I was born in an era when adoptions were shameful, secretive and sealed. Whether you were giving up your baby or getting one, you were urged to forget the whole process the moment it ended and just go live your life. Forty-nine years ago, that's exactly what we all did—my parents, me and, I presume, my birth parents, too.

But this particular date in 2001, here I am, back at the very same agency where I was put up for adoption, waiting for Amy-the-social-worker to tell me what she's found. I'm not an unhappy adult adoptee longing for clues to my past, dipping my toes into the searchable waters in hopes that a magical current will carry me "home." I already have a home and parents who have always loved me well, and with abandon. Knowing I was adopted—that I could have had some other life with some other family in some other place—only made me love and appreciate my parents more.

Now happily married with two children of my own, a career in journalism that I love and too many blessings to count, I'm nonetheless anxious about a small list of health concerns, including joint pain in my knees and hips, that have been recurring for years. My misgivings peak every time a new specialist quizzes me about my parents' and grandparents' health. So does my frustration. Virtually every question they ask yields the same tired response: "I'm adopted.

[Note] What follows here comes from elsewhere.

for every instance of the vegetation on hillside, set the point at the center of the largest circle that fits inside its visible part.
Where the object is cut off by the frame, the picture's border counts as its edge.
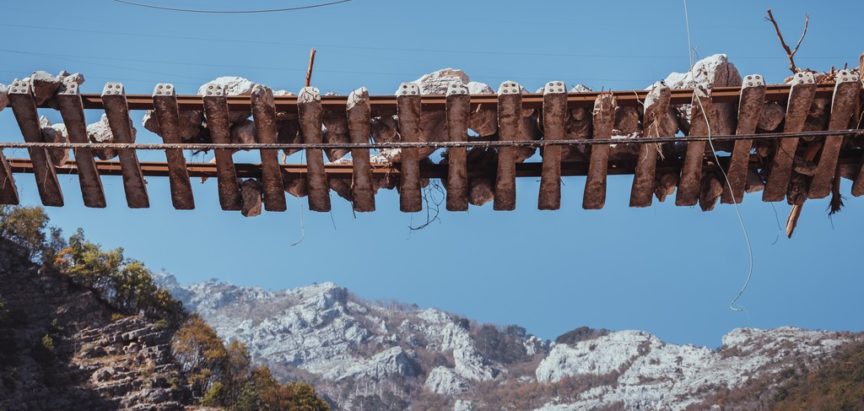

I don't know."

My November call to the agency to ask what I had to do to obtain a medical history had been rote. Per simple instructions, I sent in a notarized request, and in mid-January, Amy Burke called back with news. Apparently, my birth mother had lived under the agency's care for several months and, as a result, my records were more extensive than most. While information that could identify her or my birth father remained sealed, the agency was at liberty to share nonidentifying medical and personal details. But here's the catch: I would have to go get them in person.

Amy cautioned me to make the appointment for a time when I'd be unencumbered afterward. I work. I have two kids. I'm never unencumbered.

"People are sometimes distracted after these meetings," she explained, her voice brimming with concern.

Unfazed, I ignored her advice. What could she possibly tell me that would throw my whole day? But now, sitting in the lobby of this place where my life essentially began, I feel uneasy. Before long, I'm ushered into a small room with high ceilings, bare windows, linoleum floors and two mismatched chairs, left over from another era, facing each other. I've never been in an interrogation room, but something about this place makes me think of one.

Amy, on the other hand, is a pleasant surprise. Prim and professional, her face melts into a warm smile when she reaches out to shake my hand. The fact that, like me, she's African American and maybe just a few years my senior, helps.This process feels so alien; she is at least somewhat familiar.

She sits, I sit and, mercifully, she seems ready to forgo the formalities. "I just want to ask one more time if there's anything specific you were hoping to learn today or if you have any concerns or expectations I should be aware of before we start."

"Nope, I'm good," I say, attempting to seem relaxed. The worst possibilities—that my birth mother was raped or was a junkie or had abandoned me or all of the above—had already occurred to me long ago. In an attempt to reassure us both, I start talking. "I'm realistic. I don't expect much. I don't expect anything, really. I just...I'm ready," I say, consciously pressing my mouth shut.

She smiles politely. "I pulled together whatever I thought you might find of interest," she says, seeming oddly excited, as if she's about to give me a gift, or get one. "Of course, you'll get to take a copy of this report home with you. Feel free to stop me at any time."

Stop her? I almost gasp when she says it. How can I stop her when she has yet to begin? I lean forward in my seat.